Le processus reste étrange pour moi qui n’ait déménagé en tout et pour tout qu’une seule fois, en passant de chez mes parents jusqu’à Paris. La dernière fois j’avais le couteau sous la gorge, trouve ou crève, j’ai pris le premier qui a voulu de moi. Quatre murs, deux fenêtres, deux plaques de cuisson et une douche. Cette fois, malgré l’accumulation de frustrations et les envies d’ailleurs, je peux me permettre de prendre mon temps. Alors je fais la moue fasse aux offres, je trie, je fais mon difficile. Sur dix appartements j’ai eu deux « coups de cœur » (terme sinistrement galvaudé j’en conviens), et une proposition ferme d’emménager dans un autre immeuble, dont l’attrait principal était d’être situé à mi-chemin entre ma librairie préférée et ma piscine préférée. J’ai décliné, j’ai le temps.

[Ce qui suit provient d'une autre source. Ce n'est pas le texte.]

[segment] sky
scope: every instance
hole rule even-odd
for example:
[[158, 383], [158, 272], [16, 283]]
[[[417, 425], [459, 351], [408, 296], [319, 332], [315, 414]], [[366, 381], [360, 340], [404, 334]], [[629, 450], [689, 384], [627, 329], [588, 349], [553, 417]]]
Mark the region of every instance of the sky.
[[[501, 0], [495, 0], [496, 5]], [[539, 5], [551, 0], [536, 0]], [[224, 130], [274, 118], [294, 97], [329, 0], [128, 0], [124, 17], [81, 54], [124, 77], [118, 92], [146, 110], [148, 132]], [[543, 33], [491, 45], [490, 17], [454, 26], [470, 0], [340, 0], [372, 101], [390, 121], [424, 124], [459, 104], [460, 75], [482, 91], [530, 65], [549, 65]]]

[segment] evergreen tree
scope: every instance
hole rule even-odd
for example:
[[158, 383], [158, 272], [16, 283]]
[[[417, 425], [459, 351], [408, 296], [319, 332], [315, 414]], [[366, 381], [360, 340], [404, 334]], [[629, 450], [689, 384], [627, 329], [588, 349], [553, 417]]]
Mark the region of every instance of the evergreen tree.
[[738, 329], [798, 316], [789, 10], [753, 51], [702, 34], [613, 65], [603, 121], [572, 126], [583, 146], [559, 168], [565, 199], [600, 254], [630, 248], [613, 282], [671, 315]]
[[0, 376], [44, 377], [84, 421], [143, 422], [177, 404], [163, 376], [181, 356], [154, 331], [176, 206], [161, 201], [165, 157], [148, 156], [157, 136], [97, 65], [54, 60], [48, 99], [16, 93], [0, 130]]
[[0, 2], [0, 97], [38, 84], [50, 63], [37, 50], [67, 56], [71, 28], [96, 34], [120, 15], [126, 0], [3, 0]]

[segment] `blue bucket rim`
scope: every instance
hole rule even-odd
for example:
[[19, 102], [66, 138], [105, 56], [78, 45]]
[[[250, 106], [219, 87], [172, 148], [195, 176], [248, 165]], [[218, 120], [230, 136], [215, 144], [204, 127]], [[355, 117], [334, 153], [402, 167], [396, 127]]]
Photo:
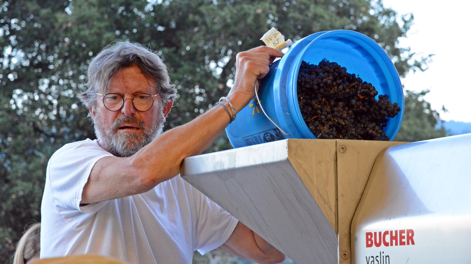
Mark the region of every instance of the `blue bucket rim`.
[[[321, 34], [319, 35], [319, 33]], [[317, 36], [315, 36], [316, 35], [317, 35]], [[343, 36], [343, 38], [342, 36]], [[348, 36], [349, 38], [345, 38], [345, 36]], [[291, 82], [292, 85], [294, 85], [293, 87], [297, 87], [297, 76], [299, 72], [299, 67], [300, 66], [301, 62], [302, 62], [306, 54], [309, 51], [309, 49], [312, 47], [312, 46], [315, 45], [318, 41], [326, 38], [332, 37], [338, 37], [339, 38], [342, 38], [343, 39], [347, 39], [352, 41], [353, 40], [351, 39], [353, 37], [355, 38], [356, 39], [361, 40], [362, 42], [356, 41], [355, 43], [364, 48], [365, 48], [365, 47], [367, 46], [367, 47], [370, 48], [365, 48], [365, 49], [367, 50], [368, 53], [371, 55], [372, 57], [373, 57], [374, 60], [376, 61], [377, 62], [378, 62], [378, 65], [381, 68], [381, 71], [384, 73], [385, 75], [386, 76], [387, 74], [389, 73], [389, 76], [392, 78], [391, 81], [388, 83], [388, 85], [390, 84], [390, 83], [392, 82], [392, 86], [393, 87], [396, 87], [395, 90], [396, 92], [398, 93], [398, 97], [400, 101], [394, 102], [397, 102], [398, 105], [401, 106], [401, 111], [399, 111], [398, 115], [394, 117], [395, 118], [398, 118], [395, 120], [396, 122], [394, 122], [394, 124], [396, 125], [394, 125], [394, 129], [392, 131], [389, 132], [390, 132], [390, 133], [388, 133], [389, 134], [388, 135], [390, 140], [393, 140], [397, 135], [398, 132], [400, 129], [400, 124], [402, 124], [403, 119], [404, 118], [404, 92], [402, 89], [402, 85], [401, 84], [400, 79], [399, 78], [399, 75], [398, 73], [397, 70], [396, 70], [395, 66], [394, 66], [394, 63], [393, 63], [390, 58], [386, 52], [376, 42], [368, 36], [361, 33], [352, 31], [338, 30], [328, 31], [322, 31], [321, 32], [317, 32], [317, 33], [311, 34], [311, 35], [302, 39], [298, 41], [301, 41], [305, 39], [309, 39], [309, 37], [315, 37], [315, 38], [311, 40], [309, 44], [303, 47], [301, 51], [301, 52], [296, 55], [296, 57], [294, 59], [292, 64], [288, 70], [291, 72], [291, 74], [287, 75], [288, 83]], [[296, 42], [298, 41], [296, 41]], [[296, 44], [296, 43], [295, 43], [295, 44]], [[292, 48], [293, 47], [292, 47]], [[371, 49], [372, 49], [372, 50]], [[290, 50], [288, 50], [288, 52], [289, 52], [289, 51]], [[372, 51], [375, 52], [375, 53], [372, 53]], [[287, 53], [288, 52], [287, 52]], [[375, 54], [376, 55], [375, 56]], [[382, 62], [385, 64], [385, 65], [384, 65], [384, 67], [382, 67], [382, 64], [383, 64], [383, 63], [379, 63], [379, 62]], [[393, 87], [391, 87], [390, 90], [392, 91]], [[302, 115], [301, 114], [301, 110], [300, 109], [299, 104], [298, 101], [297, 89], [292, 89], [291, 93], [290, 93], [289, 91], [287, 90], [286, 91], [286, 92], [287, 93], [286, 95], [288, 97], [288, 100], [291, 100], [293, 103], [295, 103], [292, 104], [292, 105], [293, 106], [293, 109], [292, 109], [292, 110], [295, 112], [295, 114], [290, 115], [291, 116], [290, 118], [297, 118], [298, 119], [298, 122], [293, 123], [295, 125], [296, 125], [298, 124], [300, 124], [300, 125], [296, 125], [297, 128], [298, 129], [300, 129], [305, 135], [308, 136], [311, 138], [317, 138], [314, 135], [314, 134], [310, 131], [309, 128], [304, 122], [304, 119], [302, 117]], [[390, 94], [390, 96], [391, 95]], [[378, 95], [376, 96], [378, 96]], [[279, 110], [280, 112], [282, 111], [281, 109]], [[281, 113], [278, 113], [278, 109], [277, 109], [277, 115], [281, 114], [282, 116], [283, 116], [283, 114]], [[280, 124], [281, 125], [287, 125], [286, 122], [283, 120], [284, 118], [280, 118], [279, 116], [278, 119], [280, 120], [280, 123], [282, 123]], [[392, 125], [391, 122], [391, 119], [392, 118], [388, 118], [388, 126]]]

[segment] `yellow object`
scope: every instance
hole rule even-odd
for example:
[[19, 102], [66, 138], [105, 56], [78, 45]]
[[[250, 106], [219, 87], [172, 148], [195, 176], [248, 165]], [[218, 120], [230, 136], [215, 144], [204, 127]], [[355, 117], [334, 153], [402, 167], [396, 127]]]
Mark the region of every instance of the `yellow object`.
[[285, 41], [283, 35], [275, 28], [271, 28], [271, 29], [267, 31], [260, 39], [265, 42], [267, 47], [277, 50], [281, 50], [292, 43], [291, 39]]

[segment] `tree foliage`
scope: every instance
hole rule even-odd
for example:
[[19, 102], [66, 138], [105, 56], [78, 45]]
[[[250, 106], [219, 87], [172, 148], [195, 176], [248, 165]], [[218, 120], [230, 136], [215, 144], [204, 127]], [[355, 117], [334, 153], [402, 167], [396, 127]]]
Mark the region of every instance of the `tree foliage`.
[[[423, 99], [429, 91], [406, 91], [404, 96], [404, 118], [395, 141], [415, 142], [446, 136], [440, 115]], [[439, 125], [437, 126], [437, 124]], [[439, 128], [436, 128], [438, 126]]]
[[[52, 154], [67, 142], [94, 138], [88, 110], [76, 95], [89, 60], [109, 43], [148, 44], [164, 58], [179, 92], [166, 124], [169, 129], [227, 94], [235, 55], [263, 45], [260, 38], [272, 27], [295, 41], [319, 31], [360, 32], [378, 43], [404, 75], [422, 69], [426, 59], [412, 60], [408, 49], [398, 46], [413, 20], [399, 17], [381, 0], [4, 0], [0, 262], [12, 253], [24, 226], [40, 221]], [[230, 148], [223, 135], [208, 151]]]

L’immobilier c’est un peu comme le travail, ça pousse le cerveau à reconfigurer ses simulations du futur. Si je vis ici à quoi ressemblerait mon quotidien, quel serait l’aménagement de l’espace, ma supérette, les quartiers auxquels j’aurais plus ou moins facilement accès, cette vue depuis le salon, cette place pour mon bureau. Est-ce que j’arriverais à sortir, est-ce que mes amis auraient envie de rentrer ? L’imaginaire se déploie, c’est fatiguant, de contenir toutes ces simulations en même temps que le quotidien réel, en plus de se demander ce qu’on préfère, peser le pour et le contre. Surtout à mesure que j’intègre les nouveaux paramètres auxquels je n’avais pas pensé sur le moment. Ai-je besoin d’une cuisine séparée, de quel vis-à-vis puis-je me satisfaire, est-ce je suis prêt à habiter si loin de cette personne que j’aime, si près de cette personne que je déteste ? Parce que j’ai le temps j’ai le loisir de mes poser ces questions, mes envies me permettent de faire le tri là où la dernière fois nécessité faisait loi. Le pire étant, comme toujours, lorsqu’un avenir possible faisait suffisamment envie pour que l’on s’y investisse, jusqu’à ce qu’il vous soit retiré. Du coup de cœur au crève-cœur en quelques minutes au téléphone, ou plusieurs semaines à attendre en vain.

Ce weekend j’ai eu un accident de plomberie, une fuite qui s’est aggravé au point de nécessiter l’intervention conjointe d’un plombier, son apprenti, ainsi que mon propriétaire. Sur deux jours, et après un premier diagnostic, plusieurs petits travaux ont été effectués. La fuite a été colmatée, certes, mais on a aussi changé un tuyau entier de la salle de bain, un robinet de la kitchenette, ainsi que l’intégralité du bloc de fusibles, au cas où, pour plus tard. On dirait moi quand je bidouille mon vieux PC pour pas cher plutôt que d’admettre qu’il faut complètement changer. Sur le coup, et parce que je ne le vois pas souvent, j’ai pensé avertir mon proprio de ma recherche en cours. Depuis le temps, et qu’il s’y prépare, s’il veut faire des travaux, ou autres.

Je n’ai rien dit, parce qu’on en est là, à ne pas prendre de risques, à ne pas se faire confiance. Chaque chose en son temps, je me suis laissé chuchoter à l’oreille. J’ai salué mon proprio, en lui souhaitant de bonnes fêtes, jusqu’à mon premier chèque de loyer de l’année. Peut-être le dernier, peut-être pas. J’ai le temps. Une nouvelle annonce vient d’atterrir dans mes mails. Allons voir ça.